Asuntos con la Administración

Esta mañana estuve haciendo gestiones en una oficina de la Administración. No viene al caso el tipo que fuera, todas funcionan por igual.

Antes de acudir había tenido que pedir cita previa vía internet. El día que te dan no es negociable, da lo mismo si te viene bien o mal, tampoco lo es la hora.

Respecto de esto último, mejor preséntate con 30 minutos de adelanto no vaya a ser que por alguna extraña razón, caída de meteorito incluida, tengan que atenderte antes. Al funcionario de turno le da igual que en tu papel diga que has llegado con anterioridad a tu cita, te dirá que te han llamado y no estabas, con lo que te tocará volver otro día.
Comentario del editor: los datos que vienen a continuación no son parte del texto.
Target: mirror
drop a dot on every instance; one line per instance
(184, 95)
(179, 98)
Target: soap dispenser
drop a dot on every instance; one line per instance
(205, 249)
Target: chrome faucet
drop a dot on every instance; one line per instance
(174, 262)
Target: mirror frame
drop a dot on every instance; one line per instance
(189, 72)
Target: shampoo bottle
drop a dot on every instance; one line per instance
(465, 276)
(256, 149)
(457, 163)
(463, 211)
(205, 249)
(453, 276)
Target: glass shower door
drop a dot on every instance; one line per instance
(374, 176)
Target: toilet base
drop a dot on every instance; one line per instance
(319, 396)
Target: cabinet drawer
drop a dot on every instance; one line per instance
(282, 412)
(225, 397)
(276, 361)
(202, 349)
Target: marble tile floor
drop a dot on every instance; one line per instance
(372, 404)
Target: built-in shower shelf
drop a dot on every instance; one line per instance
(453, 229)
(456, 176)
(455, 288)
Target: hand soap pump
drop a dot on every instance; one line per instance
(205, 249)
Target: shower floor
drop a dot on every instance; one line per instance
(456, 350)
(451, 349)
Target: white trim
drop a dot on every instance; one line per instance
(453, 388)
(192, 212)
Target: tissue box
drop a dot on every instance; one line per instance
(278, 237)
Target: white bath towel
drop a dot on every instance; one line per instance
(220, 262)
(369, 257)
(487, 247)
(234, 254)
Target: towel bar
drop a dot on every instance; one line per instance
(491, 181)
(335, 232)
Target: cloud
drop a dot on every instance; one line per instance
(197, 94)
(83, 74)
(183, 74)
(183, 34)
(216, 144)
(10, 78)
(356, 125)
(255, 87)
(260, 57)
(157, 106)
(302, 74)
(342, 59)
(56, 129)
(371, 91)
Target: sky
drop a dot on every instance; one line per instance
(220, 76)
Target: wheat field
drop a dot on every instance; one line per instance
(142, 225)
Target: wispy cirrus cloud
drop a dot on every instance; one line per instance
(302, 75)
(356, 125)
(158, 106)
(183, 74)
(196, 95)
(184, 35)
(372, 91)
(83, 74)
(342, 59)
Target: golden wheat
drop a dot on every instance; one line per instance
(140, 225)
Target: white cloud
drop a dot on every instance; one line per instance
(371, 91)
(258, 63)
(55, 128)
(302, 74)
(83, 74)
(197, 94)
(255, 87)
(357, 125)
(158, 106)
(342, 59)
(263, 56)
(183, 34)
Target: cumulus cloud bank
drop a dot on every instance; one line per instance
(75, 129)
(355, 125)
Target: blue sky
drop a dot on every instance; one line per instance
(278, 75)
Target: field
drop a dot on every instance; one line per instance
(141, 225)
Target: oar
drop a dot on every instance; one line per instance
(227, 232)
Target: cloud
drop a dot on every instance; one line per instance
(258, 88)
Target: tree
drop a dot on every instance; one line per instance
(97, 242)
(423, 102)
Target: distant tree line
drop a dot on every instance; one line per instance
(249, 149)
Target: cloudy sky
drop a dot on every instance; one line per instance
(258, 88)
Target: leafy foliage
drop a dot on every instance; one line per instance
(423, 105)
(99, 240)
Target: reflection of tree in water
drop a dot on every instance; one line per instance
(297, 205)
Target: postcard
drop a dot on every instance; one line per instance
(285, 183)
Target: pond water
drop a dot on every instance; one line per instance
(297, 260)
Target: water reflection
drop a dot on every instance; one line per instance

Una vez que llegas y te toca, tres o cuatro horas después de la hora que te dieron por internet, lo primero que hace la persona que te atiende es pedirte el DNI. Hasta ahí todo según el protocolo. Lo que no es normal es que con dicho documento en la mano te pregunte por todos los datos que vienen en el mismo. Ni se te ocurra decirle que los copie, lo mejor es ir respondiendo tranquilamente. Lo que no puedes hacer es mosquear, cabrear, incomodar, ni hacer nada que vaya en contra de lo que el funcionario quiere hacer, porque si no habrás perdido el día inútilmente, la gestión no se va a llevar a cabo y tú no quieres eso.

Contestada la primera cara del DNI, vienen las preguntas que tiene en el cuestionario de la pantalla de ordenador y que, por supuesto, tú no ves, pero que son de lo más normal.

—¿Profesión?

—Escritora.

—Perdone que le pregunte, ya sé que no viene al caso. ¿Usted vive de la literatura?

En ese momento me dieron ganas de responderle que se ciñera a lo que debía preguntarme, pero eso supondría que me dijera que me faltaba algún papel y tener que volver otro día, así que era salir del paso como mejor pudiera.

—Por el momento la literatura paga mis facturas y la hipoteca de mi casa.

—¡Ah, pero tiene usted una hipoteca! — me dijo asombrado — yo pensaba que los de su gremio, como llevan una vida bohemia, no tenían hipoteca.

En ese momento conté hasta diez, cinco o seis veces antes de darle una contestación.

—No se lo cuente a nadie — le dije en tono susurrante — La hipoteca la pago con el dinero que saco prostituyéndome, quizá a usted le parezca mejor que las prostitutas tengamos hipoteca.

Me miró con ojos que casi se le salían de las órbitas. Mientras me escudriñaba lascivamente con la mirada, me mordí el labio inferior seductoramente. Su siguiente pregunta fue:

—¿Su dirección actual es la misma que figura en el DNI?

—¿Va usted a pasar por mi casa para ayudarme a pagar la hipoteca?